I hate being judged. Especially by my outside appearence. I have been spending too much time in a loving and gracefilled environment that my mentality of what the world is really like has been warped. So warped it is, that sometimes i pour out self-knowledge in a quite shameless fashion. I am cynically indifferent to the dignity of my position, as a student , and as someone asking for a favour. So when i got scolded at ACJC, i was flabbergausted. i mean like, the guy dosen't even know me and he's scolding me about how my hair's coloured and long?! Ahh...that's pride. The position i thought i was in: " They need me..they owe me something" But they owe me absoulutely nothing! They don't need me..my gaze has been turned from God towards myself. I have been watching my own mind and trying to producce feelings there by the action of my own will! okay..let's put things into perspective.. if i needed five dollars from you......lending me the five dollars in ten cent coins would not make you 'mean' as you have the right to! You're doing me a favour. Now...that's where i am.
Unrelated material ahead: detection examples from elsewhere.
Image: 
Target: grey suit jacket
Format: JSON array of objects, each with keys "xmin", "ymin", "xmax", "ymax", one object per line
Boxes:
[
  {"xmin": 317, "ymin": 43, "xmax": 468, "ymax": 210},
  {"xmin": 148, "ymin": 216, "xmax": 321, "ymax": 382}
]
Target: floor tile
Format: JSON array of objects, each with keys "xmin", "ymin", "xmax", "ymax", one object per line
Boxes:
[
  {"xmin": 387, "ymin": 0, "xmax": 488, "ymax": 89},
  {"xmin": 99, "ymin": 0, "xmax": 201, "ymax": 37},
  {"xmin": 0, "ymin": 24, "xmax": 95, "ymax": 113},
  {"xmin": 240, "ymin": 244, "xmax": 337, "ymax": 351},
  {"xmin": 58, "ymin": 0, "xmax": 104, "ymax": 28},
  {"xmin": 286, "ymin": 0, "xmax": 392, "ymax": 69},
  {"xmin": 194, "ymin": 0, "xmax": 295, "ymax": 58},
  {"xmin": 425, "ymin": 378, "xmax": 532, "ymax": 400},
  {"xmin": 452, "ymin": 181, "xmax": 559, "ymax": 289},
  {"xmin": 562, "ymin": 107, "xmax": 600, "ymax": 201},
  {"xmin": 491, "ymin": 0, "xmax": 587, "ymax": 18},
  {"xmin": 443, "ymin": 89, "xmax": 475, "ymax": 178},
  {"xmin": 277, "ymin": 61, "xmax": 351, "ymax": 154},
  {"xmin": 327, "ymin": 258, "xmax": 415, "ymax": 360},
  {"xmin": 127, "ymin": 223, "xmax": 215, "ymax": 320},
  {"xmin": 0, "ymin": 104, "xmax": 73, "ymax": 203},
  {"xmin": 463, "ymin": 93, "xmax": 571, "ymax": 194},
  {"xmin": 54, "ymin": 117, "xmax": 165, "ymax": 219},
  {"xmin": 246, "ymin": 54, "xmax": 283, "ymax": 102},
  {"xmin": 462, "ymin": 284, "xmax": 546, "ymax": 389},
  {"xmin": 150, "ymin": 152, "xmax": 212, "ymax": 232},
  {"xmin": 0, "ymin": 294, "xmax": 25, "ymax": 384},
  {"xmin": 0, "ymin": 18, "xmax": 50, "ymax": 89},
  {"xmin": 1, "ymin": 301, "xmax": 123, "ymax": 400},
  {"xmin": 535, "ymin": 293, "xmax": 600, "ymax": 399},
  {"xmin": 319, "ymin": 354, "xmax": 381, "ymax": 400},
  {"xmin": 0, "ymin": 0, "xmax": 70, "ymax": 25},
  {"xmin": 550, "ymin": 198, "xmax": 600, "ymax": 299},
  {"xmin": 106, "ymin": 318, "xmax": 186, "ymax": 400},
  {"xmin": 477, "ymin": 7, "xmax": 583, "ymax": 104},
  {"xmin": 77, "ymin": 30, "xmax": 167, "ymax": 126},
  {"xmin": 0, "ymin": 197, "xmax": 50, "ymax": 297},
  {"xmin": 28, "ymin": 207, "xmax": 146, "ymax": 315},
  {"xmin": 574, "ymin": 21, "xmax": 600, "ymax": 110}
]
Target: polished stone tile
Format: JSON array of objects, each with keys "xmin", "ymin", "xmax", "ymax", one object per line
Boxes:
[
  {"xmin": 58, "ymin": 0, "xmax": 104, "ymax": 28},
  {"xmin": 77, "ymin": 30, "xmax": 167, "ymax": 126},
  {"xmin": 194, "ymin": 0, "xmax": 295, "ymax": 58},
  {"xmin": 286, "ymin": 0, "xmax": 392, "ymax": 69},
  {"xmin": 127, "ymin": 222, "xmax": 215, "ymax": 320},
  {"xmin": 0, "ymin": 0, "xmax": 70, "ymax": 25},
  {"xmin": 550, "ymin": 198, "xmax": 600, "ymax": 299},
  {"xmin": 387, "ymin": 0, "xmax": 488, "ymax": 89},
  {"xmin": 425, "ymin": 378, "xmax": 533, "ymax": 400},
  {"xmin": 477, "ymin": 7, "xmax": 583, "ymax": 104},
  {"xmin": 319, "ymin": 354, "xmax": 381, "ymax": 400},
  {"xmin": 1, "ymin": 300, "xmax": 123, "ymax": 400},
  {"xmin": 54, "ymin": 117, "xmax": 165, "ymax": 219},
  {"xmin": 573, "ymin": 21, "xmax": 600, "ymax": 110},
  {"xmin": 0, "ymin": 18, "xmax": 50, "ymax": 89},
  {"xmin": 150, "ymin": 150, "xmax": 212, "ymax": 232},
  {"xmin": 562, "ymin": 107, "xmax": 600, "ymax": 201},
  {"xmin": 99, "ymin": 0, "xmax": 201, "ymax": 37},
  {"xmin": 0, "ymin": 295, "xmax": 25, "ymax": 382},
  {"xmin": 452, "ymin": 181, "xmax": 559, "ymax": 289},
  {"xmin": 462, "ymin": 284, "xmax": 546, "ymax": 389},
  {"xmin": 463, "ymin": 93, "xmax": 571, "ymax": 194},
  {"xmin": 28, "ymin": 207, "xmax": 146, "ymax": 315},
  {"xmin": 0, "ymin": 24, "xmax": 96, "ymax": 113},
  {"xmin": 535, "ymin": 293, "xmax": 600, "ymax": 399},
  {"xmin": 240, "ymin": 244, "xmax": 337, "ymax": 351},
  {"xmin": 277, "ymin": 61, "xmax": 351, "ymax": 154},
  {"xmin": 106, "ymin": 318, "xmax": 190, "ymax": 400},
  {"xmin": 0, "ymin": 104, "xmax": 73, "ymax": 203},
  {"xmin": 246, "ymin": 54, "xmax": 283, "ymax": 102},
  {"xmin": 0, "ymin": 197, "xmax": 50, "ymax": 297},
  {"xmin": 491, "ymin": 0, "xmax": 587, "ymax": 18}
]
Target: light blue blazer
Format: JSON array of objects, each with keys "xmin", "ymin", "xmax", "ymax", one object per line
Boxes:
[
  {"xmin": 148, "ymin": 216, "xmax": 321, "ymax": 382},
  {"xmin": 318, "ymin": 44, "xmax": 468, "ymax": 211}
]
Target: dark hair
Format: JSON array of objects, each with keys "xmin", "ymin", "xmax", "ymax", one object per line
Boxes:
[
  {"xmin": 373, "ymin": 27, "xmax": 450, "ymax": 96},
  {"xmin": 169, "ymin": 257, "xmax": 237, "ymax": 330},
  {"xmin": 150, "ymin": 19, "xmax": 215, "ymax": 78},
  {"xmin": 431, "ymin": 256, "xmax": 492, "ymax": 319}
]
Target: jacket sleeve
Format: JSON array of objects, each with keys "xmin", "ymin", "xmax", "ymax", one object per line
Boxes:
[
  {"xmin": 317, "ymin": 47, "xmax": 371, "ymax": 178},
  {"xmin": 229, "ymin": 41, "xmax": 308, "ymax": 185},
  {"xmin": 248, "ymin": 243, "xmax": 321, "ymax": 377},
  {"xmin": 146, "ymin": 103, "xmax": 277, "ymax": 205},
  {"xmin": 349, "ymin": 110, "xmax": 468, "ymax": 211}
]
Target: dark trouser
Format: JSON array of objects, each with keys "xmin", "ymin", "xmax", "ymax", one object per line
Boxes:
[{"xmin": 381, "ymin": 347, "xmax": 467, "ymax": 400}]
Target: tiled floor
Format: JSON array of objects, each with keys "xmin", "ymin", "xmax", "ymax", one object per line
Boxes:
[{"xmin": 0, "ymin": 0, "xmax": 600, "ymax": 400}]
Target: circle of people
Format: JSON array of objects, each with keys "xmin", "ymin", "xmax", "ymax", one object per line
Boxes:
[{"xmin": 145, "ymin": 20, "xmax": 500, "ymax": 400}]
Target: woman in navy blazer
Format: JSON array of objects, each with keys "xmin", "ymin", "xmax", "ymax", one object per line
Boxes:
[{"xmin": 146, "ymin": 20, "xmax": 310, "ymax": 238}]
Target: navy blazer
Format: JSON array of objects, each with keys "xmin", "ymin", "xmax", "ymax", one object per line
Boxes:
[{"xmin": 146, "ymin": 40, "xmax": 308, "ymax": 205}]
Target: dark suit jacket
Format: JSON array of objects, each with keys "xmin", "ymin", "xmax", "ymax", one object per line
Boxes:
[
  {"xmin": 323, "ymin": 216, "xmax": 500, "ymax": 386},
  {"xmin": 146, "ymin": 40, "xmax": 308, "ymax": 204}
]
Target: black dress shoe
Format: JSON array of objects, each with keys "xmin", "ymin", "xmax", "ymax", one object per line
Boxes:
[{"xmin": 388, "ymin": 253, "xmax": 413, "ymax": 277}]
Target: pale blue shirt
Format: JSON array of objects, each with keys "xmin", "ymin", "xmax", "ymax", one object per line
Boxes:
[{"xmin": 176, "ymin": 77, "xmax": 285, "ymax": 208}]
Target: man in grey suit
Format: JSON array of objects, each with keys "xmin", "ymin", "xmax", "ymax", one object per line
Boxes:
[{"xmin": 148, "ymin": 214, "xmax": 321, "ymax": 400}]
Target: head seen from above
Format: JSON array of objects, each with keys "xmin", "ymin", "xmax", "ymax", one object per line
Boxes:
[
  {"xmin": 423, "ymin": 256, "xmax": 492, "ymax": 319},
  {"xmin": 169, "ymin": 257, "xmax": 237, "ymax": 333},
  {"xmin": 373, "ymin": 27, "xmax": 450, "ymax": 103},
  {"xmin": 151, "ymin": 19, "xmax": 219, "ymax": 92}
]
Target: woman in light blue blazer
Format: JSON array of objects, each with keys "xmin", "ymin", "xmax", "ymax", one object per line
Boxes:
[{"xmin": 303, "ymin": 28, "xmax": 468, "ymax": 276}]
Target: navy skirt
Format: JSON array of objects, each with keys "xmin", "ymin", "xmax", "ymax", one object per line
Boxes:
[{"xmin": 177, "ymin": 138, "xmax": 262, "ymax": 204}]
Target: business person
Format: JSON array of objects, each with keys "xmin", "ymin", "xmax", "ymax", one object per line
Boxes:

Trying to answer them in a humble way is hard. As to even regard the teacher as a possible source of knowledge-to anticipate that what he asks or says could possibly modify my thoughts or my behaviour-this would be rejected as utterably simple-minded. We always think they know nothing..like who are they to tell me what to do? But ahh..that's pride again. And because of all this, I have to forgo my Tibet trip as if i wanted a place in the school, i have to go for a camp where they would monitor me to see if i can excel both academically and in sports. sigh....complications...is that all life has to offer ??